Foot infections can be a problem with diabetic neuropathy. Bacterial infections can spread to other areas. Fungal and yeast infections can occur from athlete’s foot or toenail problems.

Diabetes that is not controlled can make it more difficult to fight off infections. In addition to managing your diabetes, good foot care is also important. Monitor your feet daily and discuss any concerns with your doctor.

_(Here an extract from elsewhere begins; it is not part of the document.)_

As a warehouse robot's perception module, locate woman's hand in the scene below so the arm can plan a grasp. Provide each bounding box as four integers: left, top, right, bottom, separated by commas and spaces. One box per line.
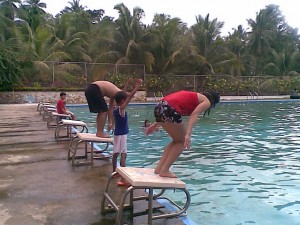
145, 122, 158, 136
184, 134, 191, 149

Diabetic neuropathy also carries other risk complications, including hypoglycemia unawareness, frequent urinary tract infections, and digestive problems. Knowing when to seek medical care is an important part of prevention. While routine medical visits and proper foot care is important when dealing with diabetes and diabetic neuropathy, there are a few symptoms that indicate that it is time to make an appointment:

  • An increase in pain or numbness
  • A loss of feeling in your feet
  • A change in the shape of your feet (Charcot’s Foot).
  • Blisters or ulcers that will not heal
  • Change in the color of your feet
  • Symptoms of fungal infection

Because you cannot reverse nerve damage, proper prevention is crucial when dealing with diabetic foot pain. Good footwear is a great way to improve not only comfort when dealing with diabetic foot pain, but to also prevent complications, like foot deformities.Diabetic neuropathy can lead to any of the following:

  • Bunions: Bunions occur when the big toe slants inwards.
  • Cuts: Cuts on the feet are harder to heal with diabetic neuropathy.
  • Blisters/ulcers: Foot blisters/ulcers can also be harder to heal.
  • Corns: Corns can occur when rough tissue builds up on the toes from constant rubbing.
  • Hammertoe: A hammertoe occurs when one of the toes buckles under, often leading to muscle weakness in the toes.

It is important to choose a pair of shoes that meet your individual foot needs, especially when dealing with diabetic neuropathy. The right pair of shoes can also help you keep up with physical therapy and exercise, which are important in controlling diabetes symptoms. With prevention, it is possible to have healthy feet, even with diabetes.

Healthy Foot Care and Natural Remedies

If you have diabetes and diabetic foot pain, good foot care is likely a part of your treatment plan. This includes things like:

  • Check your feet daily
  • Check your feet daily
  • Wash your feet daily
  • Avoid going barefoot, even when at home
  • Invest in a good pair of shoes
  • Keep up with your physician and podiatrist appointments
  • Encourage blood flow by using socks and shoes that promote circulation
  • Trim your toenail straight
  • Stop smoking
  • Stay active

Managing diabetic foot pain requires careful monitoring by your physician and taking steps to protect your own feet. With the right pair of shoes and knowledge of the most common diabetic foot conditions, you can effectively manage your symptoms while preventing them from getting worse.